Russia working with U.S. to free captives of Somali pirates
Russia is ``seriously concerned``
Russia is ``seriously concerned`` about the fate of a Ukrainian ship`s crew held by Somali pirates since Sept. 25, and is working with the U.S. to free them, the Foreign Ministry said in its first statement on the standoff, Bloomberg reported.
The ministry ``is closely following the efforts to free the ship and its crew and is actively taking part in them, having established for this purpose cooperation with the authorities of Ukraine, the U.S., and the leadership of the International Red Cross,`` according to the statement on the ministry`s Web site.
Somali pirates seized the Faina, a Belize-flagged vessel with a crew of 17 Ukrainians, three Russians and one Latvian, on Sept. 25, the Ukrainian Foreign Ministry said. It was carrying at least 30 Soviet-designed T-72 battle tanks to Kenya.
One of the Russians, the Faina`s captain, Vladimir Kolobkov, died in captivity, the Russian Foreign Ministry confirmed today. ``Unfortunately, because of unacceptable conditions set by the pirates, attempts by the Red Cross and our American colleagues to release the body of the dead captain have proved unsuccessful,`` the ministry said.
``The Russian side nevertheless considers that the joint efforts of all participants will lead to a successful outcome of the crisis and the freeing of the crew and of the ship,`` the ministry said.
The Faina is surrounded by U.S. and other warships off the coast of Somalia. The pirates originally sought a ransom of $20 million before lowering their demand to $8 million. They threatened to sink the ship, then withdrew the threat.
Russia also has a warship, the Neustrashimy or Intrepid, on its way to the coast of Somalia. Navy spokesman Igor Dygalo said on Oct. 21 that the warship ``may join in the activities of ships from foreign navies`` in trying to free the Faina.

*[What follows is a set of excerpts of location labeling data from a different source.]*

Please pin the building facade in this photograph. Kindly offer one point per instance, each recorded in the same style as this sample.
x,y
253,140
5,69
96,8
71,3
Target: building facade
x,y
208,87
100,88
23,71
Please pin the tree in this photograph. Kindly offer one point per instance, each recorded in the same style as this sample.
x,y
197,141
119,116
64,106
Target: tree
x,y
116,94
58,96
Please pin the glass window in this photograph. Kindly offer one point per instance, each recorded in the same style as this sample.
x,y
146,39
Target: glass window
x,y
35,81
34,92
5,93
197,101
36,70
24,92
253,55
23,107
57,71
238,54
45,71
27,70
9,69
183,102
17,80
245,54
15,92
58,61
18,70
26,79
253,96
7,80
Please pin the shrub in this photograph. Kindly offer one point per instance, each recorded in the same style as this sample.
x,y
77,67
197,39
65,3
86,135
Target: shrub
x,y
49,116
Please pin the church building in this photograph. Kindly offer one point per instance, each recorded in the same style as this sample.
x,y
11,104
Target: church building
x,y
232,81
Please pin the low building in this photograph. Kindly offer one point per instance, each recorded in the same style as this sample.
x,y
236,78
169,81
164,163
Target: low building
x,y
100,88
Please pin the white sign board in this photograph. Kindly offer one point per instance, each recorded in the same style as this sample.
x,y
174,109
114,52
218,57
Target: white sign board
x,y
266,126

Russian-U.S. military relations, long tense over a series of issues including U.S. plans to place elements of a missile- defense system in Poland and the Czech Republic, received a boost on Oct. 21 when Admiral Michael Mullen, chairman of the U.S. Joint Chiefs of Staff, met his Russian counterpart General Nikolai Makarov in Finland.
It was their first meeting since Makarov`s promotion this summer. Makarov described the talks as ``extremely open, honest and substantive`` in comments posted on the Defense Ministry`s Web site yesterday.
The two agreed to hold regular phone calls ``and, when necessary, hold face-to-face meetings, which, I think, will become systematic and regularly planned,`` Makarov said.